The images included protesters reportedly waving the old apartheid flag and burning the new South African flag.

Cabinet acknowledged that some of the images may have been old, or "fake news", but the intent in sharing them warranted a response.

"There were images that circulated on social media that reflected a burning of a South African flag," Kubayi-Ngubane told journalists at a post-Cabinet briefing in Parliament.

"We are saying it is not correct. We should have the discussion as part of social cohesion. Even if it happened in 2012 and somebody believed they needed to circulate it now, it does not help us in building a country."

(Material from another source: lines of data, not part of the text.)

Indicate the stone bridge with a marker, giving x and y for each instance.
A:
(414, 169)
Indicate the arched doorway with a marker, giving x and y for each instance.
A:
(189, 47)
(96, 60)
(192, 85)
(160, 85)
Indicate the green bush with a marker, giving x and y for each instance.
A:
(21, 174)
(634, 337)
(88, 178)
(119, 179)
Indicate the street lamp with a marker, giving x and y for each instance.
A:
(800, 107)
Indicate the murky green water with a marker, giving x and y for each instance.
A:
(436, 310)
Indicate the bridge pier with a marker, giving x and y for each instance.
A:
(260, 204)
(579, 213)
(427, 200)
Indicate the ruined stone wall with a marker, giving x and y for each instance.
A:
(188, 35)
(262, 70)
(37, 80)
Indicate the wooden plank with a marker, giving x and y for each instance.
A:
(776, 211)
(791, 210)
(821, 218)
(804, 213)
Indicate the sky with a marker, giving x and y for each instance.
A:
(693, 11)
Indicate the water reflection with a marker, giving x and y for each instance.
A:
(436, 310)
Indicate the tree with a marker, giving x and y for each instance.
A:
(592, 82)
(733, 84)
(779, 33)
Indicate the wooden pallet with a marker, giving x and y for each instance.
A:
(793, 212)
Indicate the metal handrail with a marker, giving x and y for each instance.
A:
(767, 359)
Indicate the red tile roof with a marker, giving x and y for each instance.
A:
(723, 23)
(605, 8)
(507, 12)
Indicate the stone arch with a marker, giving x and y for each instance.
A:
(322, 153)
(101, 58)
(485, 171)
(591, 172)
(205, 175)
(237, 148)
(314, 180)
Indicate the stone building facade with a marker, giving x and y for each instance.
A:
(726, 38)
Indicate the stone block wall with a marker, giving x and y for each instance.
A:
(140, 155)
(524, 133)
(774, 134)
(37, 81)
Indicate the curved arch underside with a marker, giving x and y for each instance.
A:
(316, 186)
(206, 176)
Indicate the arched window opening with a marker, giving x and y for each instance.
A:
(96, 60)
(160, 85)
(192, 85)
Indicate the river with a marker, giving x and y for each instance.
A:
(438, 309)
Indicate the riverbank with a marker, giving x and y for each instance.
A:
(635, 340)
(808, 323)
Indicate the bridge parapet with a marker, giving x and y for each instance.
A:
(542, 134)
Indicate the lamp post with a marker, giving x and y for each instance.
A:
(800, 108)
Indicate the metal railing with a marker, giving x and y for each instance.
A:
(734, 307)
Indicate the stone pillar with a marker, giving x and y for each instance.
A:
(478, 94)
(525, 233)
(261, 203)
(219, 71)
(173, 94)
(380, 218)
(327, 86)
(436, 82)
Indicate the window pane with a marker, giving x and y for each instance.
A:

Images displaying symbols of past oppression or destruction of national symbols were dividing the nation and damaging social cohesion, Cabinet said.

Black Monday marchers had every right to protest a legitimate issue, but they also had to ensure it was done responsibly.

"We acknowledge the right of every South African to exercise what is enshrined in the Constitution: their right to protest and freedom of expression.

"But we are asking if it can be done in the most responsible way. There are issues of burning the flag and waving the old flag."

'No talk of banning old flag'

Kubayi said Cabinet had not discussed specific images during its meeting on Wednesday, but rather had addressed the broad themes reported in the media from the scenes at various Black Monday marches.

"Even if an image was circulated, we need to condemn such an image, because somebody might think it's okay to burn a South African flag.

"Blocking of the roads, it's wrong. Having an old apartheid flag, and insulting statements on some of the T-shirts...

"We must be able to say that - while there are issues of concerns that the marchers felt they needed to raise with government, which is correct - the manner that certain individuals conducted themselves and certain things that happened are wrong and remains wrong."

Cabinet had not discussed any suggestions of banning the display or the owning the old flag.

'Try understand pains of the past'

"We've not gone to the extent that we must ban. We understand these symbols will remain as part of our history.

"But if indeed some discussion arises we will have to consider if it is in the best interest of nation building. We continue to appeal, let's behave in the most responsive way for a united South Africa."

Kubayi said citizens should rather try to understand the deep "pains of the past", going forward, as these "incidents" were taking the country backward, not forward.

"If all of us understand the pains of the past, and what it took to get where we are, no one should undermine that.

"We should all work towards harmony in the country and ensure South Africa becomes a non-racial South Africa."